Chathurangi Jayasooriya

Personal information
- Born: 10 July 1990 (age 35)
- Occupation: netball player
- Height: 1.80 m (5 ft 11 in)

Netball career
- Playing position(s): goal defense, goal keeper

Medal record
Representing Sri Lanka
Asian Netball Championship
| Gold medal – first place | 2009 Malaysia | Netball |
| Silver medal – second place | 2012 Sri Lanka | Netball |
| Silver medal – second place | 2014 Singapore | Netball |
| Silver medal – second place | 2016 Thailand | Netball |
| Gold medal – first place | 2018 Singapore | Netball |

= Chathurangi Jayasooriya =

Sri Lankan netball player

Chathurangi Jayasooriya also spelled as Chathurangi Jayasuriya (born 10 July 1990) is a Sri Lankan netball player and the current captain of the Sri Lanka national netball team who plays in the positions of goal defense or goal keeper. She has been a regular member of the Sri Lankan team since 2011 and took over the captaincy of the national side from fellow veteran Tharjini Sivalingam in 2017. She plays in the position of goal defense and also as the goal keeper. She also currently serves as the flight lieutenant at the Sri Lanka Air Force.

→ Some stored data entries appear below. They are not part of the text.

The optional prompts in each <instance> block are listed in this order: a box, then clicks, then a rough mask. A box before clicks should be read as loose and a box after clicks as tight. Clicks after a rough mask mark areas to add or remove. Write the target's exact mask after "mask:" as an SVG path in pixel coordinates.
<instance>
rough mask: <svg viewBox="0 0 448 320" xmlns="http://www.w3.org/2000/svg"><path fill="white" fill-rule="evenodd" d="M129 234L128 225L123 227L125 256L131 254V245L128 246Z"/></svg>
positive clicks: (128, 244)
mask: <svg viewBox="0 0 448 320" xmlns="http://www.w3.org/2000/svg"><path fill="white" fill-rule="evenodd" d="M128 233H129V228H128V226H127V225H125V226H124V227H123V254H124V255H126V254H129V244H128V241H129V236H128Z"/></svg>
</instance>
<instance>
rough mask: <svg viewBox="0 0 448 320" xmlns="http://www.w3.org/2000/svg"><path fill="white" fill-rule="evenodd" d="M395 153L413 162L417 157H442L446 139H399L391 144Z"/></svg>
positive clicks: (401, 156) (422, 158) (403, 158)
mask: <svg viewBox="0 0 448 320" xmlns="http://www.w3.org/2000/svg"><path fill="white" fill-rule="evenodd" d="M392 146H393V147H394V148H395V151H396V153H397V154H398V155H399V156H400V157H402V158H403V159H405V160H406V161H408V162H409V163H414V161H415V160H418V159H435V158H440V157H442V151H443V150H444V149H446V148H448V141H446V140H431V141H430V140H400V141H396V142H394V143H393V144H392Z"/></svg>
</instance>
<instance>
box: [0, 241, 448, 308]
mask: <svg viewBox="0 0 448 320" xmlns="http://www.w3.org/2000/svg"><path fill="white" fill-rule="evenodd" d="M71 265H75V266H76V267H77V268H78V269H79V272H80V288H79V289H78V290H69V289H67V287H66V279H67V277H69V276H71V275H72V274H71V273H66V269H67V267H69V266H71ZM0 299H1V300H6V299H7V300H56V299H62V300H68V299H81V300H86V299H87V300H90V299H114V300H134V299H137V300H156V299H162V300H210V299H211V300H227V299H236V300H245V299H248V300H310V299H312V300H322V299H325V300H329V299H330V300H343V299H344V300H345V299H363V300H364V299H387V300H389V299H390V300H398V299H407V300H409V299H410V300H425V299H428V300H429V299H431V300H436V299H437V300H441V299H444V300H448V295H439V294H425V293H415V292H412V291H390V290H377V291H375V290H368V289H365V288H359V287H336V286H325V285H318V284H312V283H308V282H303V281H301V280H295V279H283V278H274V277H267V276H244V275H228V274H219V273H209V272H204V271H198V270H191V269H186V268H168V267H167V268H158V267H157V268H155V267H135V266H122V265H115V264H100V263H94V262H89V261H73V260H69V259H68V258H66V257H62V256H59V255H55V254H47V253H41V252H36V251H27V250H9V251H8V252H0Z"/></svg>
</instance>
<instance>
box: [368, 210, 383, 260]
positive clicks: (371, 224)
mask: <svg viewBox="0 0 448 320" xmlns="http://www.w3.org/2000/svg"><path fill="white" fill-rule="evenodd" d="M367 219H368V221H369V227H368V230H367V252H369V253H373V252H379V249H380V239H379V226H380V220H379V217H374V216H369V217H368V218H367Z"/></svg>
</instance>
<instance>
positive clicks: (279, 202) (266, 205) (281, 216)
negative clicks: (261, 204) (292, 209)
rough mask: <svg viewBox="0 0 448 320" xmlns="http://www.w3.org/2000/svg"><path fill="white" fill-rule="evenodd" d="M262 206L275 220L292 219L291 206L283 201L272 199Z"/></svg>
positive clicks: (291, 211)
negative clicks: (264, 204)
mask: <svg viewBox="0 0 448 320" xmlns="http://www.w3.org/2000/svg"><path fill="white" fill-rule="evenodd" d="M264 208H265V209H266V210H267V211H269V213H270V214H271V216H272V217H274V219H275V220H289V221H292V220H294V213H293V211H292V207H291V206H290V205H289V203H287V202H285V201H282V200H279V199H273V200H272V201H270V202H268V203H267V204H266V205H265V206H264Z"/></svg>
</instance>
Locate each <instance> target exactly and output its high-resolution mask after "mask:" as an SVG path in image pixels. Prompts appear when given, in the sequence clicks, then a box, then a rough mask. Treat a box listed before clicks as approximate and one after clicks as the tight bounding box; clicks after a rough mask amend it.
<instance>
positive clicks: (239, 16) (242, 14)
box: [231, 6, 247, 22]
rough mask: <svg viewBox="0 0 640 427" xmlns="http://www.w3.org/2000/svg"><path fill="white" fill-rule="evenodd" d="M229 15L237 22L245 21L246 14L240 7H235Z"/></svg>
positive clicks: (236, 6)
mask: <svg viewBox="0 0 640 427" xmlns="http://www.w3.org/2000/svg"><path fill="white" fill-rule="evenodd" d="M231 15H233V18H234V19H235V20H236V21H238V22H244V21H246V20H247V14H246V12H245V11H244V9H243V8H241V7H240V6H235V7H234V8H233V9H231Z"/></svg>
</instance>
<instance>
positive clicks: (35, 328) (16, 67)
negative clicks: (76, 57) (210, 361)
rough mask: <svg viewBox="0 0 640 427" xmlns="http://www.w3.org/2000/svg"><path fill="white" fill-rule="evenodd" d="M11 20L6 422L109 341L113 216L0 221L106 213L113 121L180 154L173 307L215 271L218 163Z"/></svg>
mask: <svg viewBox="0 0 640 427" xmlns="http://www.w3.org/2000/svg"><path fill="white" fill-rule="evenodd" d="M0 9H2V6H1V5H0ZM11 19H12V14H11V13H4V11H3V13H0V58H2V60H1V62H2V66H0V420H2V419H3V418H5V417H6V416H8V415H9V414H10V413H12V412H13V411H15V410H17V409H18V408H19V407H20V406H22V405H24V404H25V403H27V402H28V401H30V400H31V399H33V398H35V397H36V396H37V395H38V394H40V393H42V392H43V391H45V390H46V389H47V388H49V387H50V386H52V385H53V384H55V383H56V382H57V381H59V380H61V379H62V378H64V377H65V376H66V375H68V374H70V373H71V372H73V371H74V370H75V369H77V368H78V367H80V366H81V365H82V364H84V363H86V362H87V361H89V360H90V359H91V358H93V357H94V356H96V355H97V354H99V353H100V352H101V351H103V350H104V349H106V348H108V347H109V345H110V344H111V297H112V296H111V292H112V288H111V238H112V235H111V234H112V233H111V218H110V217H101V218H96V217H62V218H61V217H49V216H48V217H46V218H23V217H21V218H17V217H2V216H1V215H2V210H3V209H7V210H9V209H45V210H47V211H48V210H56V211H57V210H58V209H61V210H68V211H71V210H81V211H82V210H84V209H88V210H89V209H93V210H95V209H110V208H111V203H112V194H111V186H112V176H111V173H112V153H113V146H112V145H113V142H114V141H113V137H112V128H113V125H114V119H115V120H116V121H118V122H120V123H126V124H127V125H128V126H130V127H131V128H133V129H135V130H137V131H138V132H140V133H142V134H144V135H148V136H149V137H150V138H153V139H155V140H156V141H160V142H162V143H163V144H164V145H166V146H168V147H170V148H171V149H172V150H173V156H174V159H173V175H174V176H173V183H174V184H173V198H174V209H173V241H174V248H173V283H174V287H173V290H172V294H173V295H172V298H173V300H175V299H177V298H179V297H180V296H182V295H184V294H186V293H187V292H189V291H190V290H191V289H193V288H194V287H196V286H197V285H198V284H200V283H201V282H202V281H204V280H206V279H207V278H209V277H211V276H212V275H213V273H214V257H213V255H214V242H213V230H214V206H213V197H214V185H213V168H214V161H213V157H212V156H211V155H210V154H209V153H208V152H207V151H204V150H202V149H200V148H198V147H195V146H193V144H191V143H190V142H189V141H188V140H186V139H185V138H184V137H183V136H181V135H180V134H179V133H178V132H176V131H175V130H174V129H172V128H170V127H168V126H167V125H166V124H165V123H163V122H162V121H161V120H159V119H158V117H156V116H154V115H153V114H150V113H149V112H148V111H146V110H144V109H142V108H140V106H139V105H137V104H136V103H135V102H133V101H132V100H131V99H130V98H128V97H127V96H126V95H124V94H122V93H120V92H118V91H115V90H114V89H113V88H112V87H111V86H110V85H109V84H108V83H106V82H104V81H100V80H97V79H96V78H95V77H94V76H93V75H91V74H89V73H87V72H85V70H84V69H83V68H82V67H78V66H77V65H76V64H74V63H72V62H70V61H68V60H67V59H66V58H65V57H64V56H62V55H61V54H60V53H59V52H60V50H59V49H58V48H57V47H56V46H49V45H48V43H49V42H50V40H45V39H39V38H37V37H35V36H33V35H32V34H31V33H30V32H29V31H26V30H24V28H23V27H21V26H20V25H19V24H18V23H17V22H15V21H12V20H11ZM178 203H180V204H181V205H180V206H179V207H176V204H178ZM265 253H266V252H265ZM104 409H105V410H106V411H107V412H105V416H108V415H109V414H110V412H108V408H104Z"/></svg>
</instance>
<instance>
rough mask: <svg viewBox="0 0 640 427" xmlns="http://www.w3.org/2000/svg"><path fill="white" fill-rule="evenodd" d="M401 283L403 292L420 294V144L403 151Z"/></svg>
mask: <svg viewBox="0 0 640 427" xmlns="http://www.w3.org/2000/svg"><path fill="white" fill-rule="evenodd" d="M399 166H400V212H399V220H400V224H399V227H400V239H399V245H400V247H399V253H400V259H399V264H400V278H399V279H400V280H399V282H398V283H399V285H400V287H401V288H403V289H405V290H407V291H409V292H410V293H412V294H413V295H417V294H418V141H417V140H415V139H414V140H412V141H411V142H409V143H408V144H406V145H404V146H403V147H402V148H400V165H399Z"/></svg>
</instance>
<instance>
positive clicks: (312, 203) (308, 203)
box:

Chathurangi has represented Sri Lanka at three Netball World Cup tournaments in 2011, 2015 and captained the Sri Lankan team at the 2019 Netball World Cup where the team finished at 19th position.

She also led Sri Lanka which became victorious at the 2018 Asian Netball Championships beating Singapore 69-50 in the final, which also marks Sri Lanka's first Asian Netball Championships triumph since 2009.